TitlePseudorandom generators and the BQP vs. PH problem
Publication TypeJournal Article
Year of Publication2010
AuthorsFefferman, B, Umans, C
Date Published2010/07/02

It is a longstanding open problem to devise an oracle relative to which BQP
does not lie in the Polynomial-Time Hierarchy (PH). We advance a natural
conjecture about the capacity of the Nisan-Wigderson pseudorandom generator
[NW94] to fool AC_0, with MAJORITY as its hard function.
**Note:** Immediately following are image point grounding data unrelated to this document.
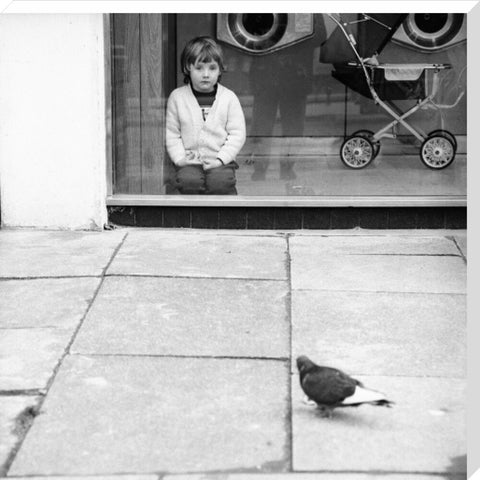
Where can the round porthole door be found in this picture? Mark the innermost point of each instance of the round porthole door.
(261, 33)
(431, 32)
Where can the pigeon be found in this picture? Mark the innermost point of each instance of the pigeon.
(330, 388)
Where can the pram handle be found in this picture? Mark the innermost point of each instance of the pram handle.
(402, 66)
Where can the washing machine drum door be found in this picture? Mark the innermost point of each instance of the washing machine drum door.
(261, 33)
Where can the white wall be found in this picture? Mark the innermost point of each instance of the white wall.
(52, 121)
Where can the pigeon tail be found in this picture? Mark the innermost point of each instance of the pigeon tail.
(364, 395)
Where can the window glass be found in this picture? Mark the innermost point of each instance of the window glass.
(302, 102)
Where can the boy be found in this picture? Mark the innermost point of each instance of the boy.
(205, 125)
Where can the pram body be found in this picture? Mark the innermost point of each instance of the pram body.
(356, 66)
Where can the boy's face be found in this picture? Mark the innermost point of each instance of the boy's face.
(204, 75)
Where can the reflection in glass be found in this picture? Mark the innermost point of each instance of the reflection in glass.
(297, 114)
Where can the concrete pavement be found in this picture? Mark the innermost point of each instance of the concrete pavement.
(146, 354)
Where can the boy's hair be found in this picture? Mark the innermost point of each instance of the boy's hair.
(202, 49)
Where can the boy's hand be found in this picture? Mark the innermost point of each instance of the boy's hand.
(192, 158)
(209, 163)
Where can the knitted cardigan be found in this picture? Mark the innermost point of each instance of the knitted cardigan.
(221, 135)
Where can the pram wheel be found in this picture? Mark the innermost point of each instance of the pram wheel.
(368, 134)
(437, 152)
(357, 151)
(446, 134)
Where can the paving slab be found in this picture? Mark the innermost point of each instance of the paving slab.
(461, 241)
(201, 255)
(187, 316)
(378, 273)
(44, 303)
(382, 333)
(55, 254)
(424, 432)
(386, 244)
(11, 407)
(28, 357)
(110, 415)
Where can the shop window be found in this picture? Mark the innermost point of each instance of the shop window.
(299, 109)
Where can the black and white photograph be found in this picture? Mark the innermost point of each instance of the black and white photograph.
(233, 246)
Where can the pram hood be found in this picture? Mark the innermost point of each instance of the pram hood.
(371, 31)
Our conjecture is
essentially that the loss due to the hybrid argument (which is a component of
the standard proof from [NW94]) can be avoided in this setting. This is a
question that has been asked previously in the pseudorandomness literature
[BSW03]. We then make three main contributions: (1) We show that our conjecture
implies the existence of an oracle relative to which BQP is not in the PH. This
entails giving an explicit construction of unitary matrices, realizable by
small quantum circuits, whose row-supports are "nearly-disjoint." (2) We give a
simple framework (generalizing the setting of Aaronson [A10]) in which any
efficiently quantumly computable unitary gives rise to a distribution that can
be distinguished from the uniform distribution by an efficient quantum
algorithm. When applied to the unitaries we construct, this framework yields a
problem that can be solved quantumly, and which forms the basis for the desired
oracle. (3) We prove that Aaronson's "GLN conjecture" [A10] implies our
conjecture; our conjecture is thus formally easier to prove. The GLN conjecture
was recently proved false for depth greater than 2 [A10a], but it remains open
for depth 2. If true, the depth-2 version of either conjecture would imply an
oracle relative to which BQP is not in AM, which is itself an outstanding open
problem. Taken together, our results have the following interesting
interpretation: they give an instantiation of the Nisan-Wigderson generator
that can be broken by quantum computers, but not by the relevant modes of
classical computation, if our conjecture is true.